We have a two node SQL cluster that has been running for quite some time. We have 4 SQL instances running in the cluster. One day one of them stopped working. The SQL Server Resource is in the failed state and the SQL Server Agent is in the Offline State. The name, Analysis and storage are all Online. We are unable to get the SQL Server Role to start. However, if you were to go into the services on either of the nodes and start the services manually, the run fine on the server (they run locally but still show up as failed in the cluster). Tried rebooting both nodes to reset the cluster, checked logins, and a few other things. Logs aren't very helpful. Any ideas?
SQLAGENT.OUT
2015-07-24 07:59:07 - ? [100] Microsoft SQLServerAgent version 11.0.5343.0 (X64 unicode retail build) : Process ID 14296
2015-07-24 07:59:07 - ? [495] The SQL Server Agent startup service account is DOMAIN\sqlagent_sqlcloud.

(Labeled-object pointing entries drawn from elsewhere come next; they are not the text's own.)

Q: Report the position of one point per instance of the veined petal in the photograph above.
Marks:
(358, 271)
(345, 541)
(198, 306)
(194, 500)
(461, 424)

2015-07-24 07:59:08 - ? [393] Waiting for SQL Server to recover database 'msdb'...
2015-07-24 07:59:10 - ? [000] Configuration option 'show advanced options' changed from 0 to 1. Run the RECONFIGURE statement to install. [SQLSTATE 01000] (Message 15457) Configuration option 'Agent XPs' changed from 0 to 1. Run the RECONFIGURE statement
to install. [SQLSTATE 01000] (Message 15457) Configuration option 'show advanced options' changed from 1 to 0. Run the RECONFIGURE statement to install. [SQLSTATE 01000] (Message 15457)
2015-07-24 07:59:10 - ? [101] SQL Server SQLCLOUD version 11.00.5343 (0 connection limit)
2015-07-24 07:59:10 - ? [102] SQL Server ODBC driver version 11.00.5058
2015-07-24 07:59:10 - ? [103] NetLib being used by driver is DBNETLIB; Local host server is
2015-07-24 07:59:10 - ? [310] 24 processor(s) and 131038 MB RAM detected
2015-07-24 07:59:10 - ? [339] Local computer is SQLCLOUD running Windows NT 6.2 (9200)
2015-07-24 07:59:11 - ? [432] There are 12 subsystems in the subsystems cache
2015-07-24 07:59:11 - ! [364] The Messenger service has not been started - NetSend notifications will not be sent
2015-07-24 07:59:11 - ? [129] SQLSERVERAGENT starting under Windows NT service control
2015-07-24 07:59:11 - + [475] Database Mail is not enabled for agent notifications.
2015-07-24 07:59:11 - + [396] An idle CPU condition has not been defined - OnIdle job schedules will have no effect
2015-07-24 07:59:11 - + [408] SQL Server MSSQLSERVER is clustered - AutoRestart has been disabled
Cluster Events:
Event ID 1069: Cluster resource 'SQL Server' of type 'SQL Server' in clustered role 'SQL Server (SQLCLOUD)' failed.Based on the failure policies for the resource and role, the cluster service may try to bring the resource online on this node or move the group to another node of the cluster and then restart it. Check the resource and group state using Failover Cluster Manager or the Get-ClusterResource Windows PowerShell cmdlet.
Event ID 1254: Clustered role 'SQL Server (SQLCLOUD)' has exceeded its failover threshold. It has exhausted the configured number of failover attempts within the failover period of time allotted to it and will be left in a failed state. No additional attempts will be made to bring the role online or fail it over to another node in the cluster. Please check the events associated with the failure. After the issues causing the failure are resolved the role can be brought online manually or the cluster may attempt to bring it online again after the restart delay period.
Event ID 1205: The Cluster service failed to bring clustered service or application 'SQL Server (SQLCLOUD)' completely online or offline. One or more resources may be in a failed state. This may impact the availability of the clustered service or application.